Publication year - 2008
Publication title -
social and personality psychology compass
Language(s) - English
Resource type - Journals
SCImago Journal Rank - 1.699
H-Index - 53
ISSN - 1751-9004
DOI - 10.1111/j.1751-9004.2008.00085.x
Subject(s) - psychology , social psychology , association (psychology) , empirical psychology , empirical research , cognitive psychology , epistemology , theoretical psychology , philosophy , psychotherapist
Over the last decade, a new class of indirect measurement procedures has become increasingly popular in many areas of psychology.
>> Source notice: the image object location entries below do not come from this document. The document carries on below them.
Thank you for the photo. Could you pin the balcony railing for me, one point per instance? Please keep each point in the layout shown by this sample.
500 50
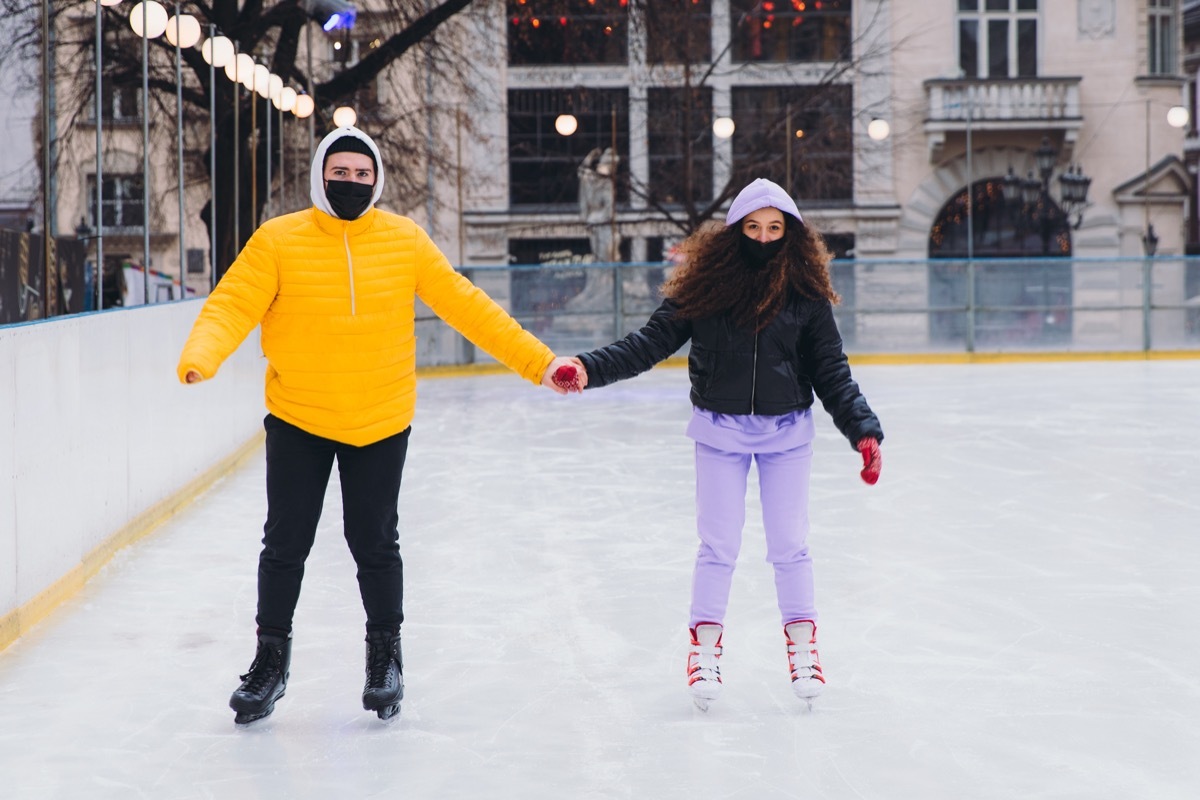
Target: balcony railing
1002 104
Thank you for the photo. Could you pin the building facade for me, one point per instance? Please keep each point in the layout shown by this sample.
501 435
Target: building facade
606 130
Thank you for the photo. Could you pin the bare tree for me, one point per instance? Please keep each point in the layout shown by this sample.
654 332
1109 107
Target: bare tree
407 34
799 134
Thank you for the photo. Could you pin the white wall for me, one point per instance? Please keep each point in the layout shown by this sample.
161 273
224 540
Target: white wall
96 429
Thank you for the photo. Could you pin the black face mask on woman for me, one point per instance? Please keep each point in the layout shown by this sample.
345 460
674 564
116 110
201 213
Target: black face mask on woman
759 253
347 198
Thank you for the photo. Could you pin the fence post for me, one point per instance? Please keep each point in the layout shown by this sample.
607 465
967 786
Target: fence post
1146 287
971 306
618 313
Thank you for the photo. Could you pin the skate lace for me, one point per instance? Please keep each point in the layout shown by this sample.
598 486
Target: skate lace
702 663
378 665
804 661
262 671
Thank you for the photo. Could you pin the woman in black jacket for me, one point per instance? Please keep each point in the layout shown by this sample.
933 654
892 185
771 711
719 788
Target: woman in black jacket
756 301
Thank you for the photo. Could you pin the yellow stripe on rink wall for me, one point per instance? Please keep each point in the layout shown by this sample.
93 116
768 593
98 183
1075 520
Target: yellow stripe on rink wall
23 619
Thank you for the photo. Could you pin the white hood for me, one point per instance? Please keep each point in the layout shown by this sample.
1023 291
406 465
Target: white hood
317 179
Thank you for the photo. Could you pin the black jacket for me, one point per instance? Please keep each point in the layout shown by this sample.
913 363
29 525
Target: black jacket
733 371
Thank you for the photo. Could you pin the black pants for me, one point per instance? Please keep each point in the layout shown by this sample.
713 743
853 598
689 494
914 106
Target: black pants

However, these implicit measures have also sparked controversies about the nature of the constructs they assess. One controversy has been stimulated by the question of whether some implicit measures (or implicit measures in general) assess extra‐personal rather than personal associations. We argue that, despite empirical and methodological advances stimulated by this debate, researchers have not sufficiently addressed the conceptual question of how to define extra‐personal in contrast to personal associations. Based on a review of possible definitions, we argue that some definitions render the controversy obsolete, whereas others imply fundamentally different empirical and methodological questions. As an alternative to defining personal and extra‐personal associations in an objective sense, we suggest an empirical approach that investigates the meta‐cognitive inferences that make a given association subjectively personal or extra‐personal for the individual.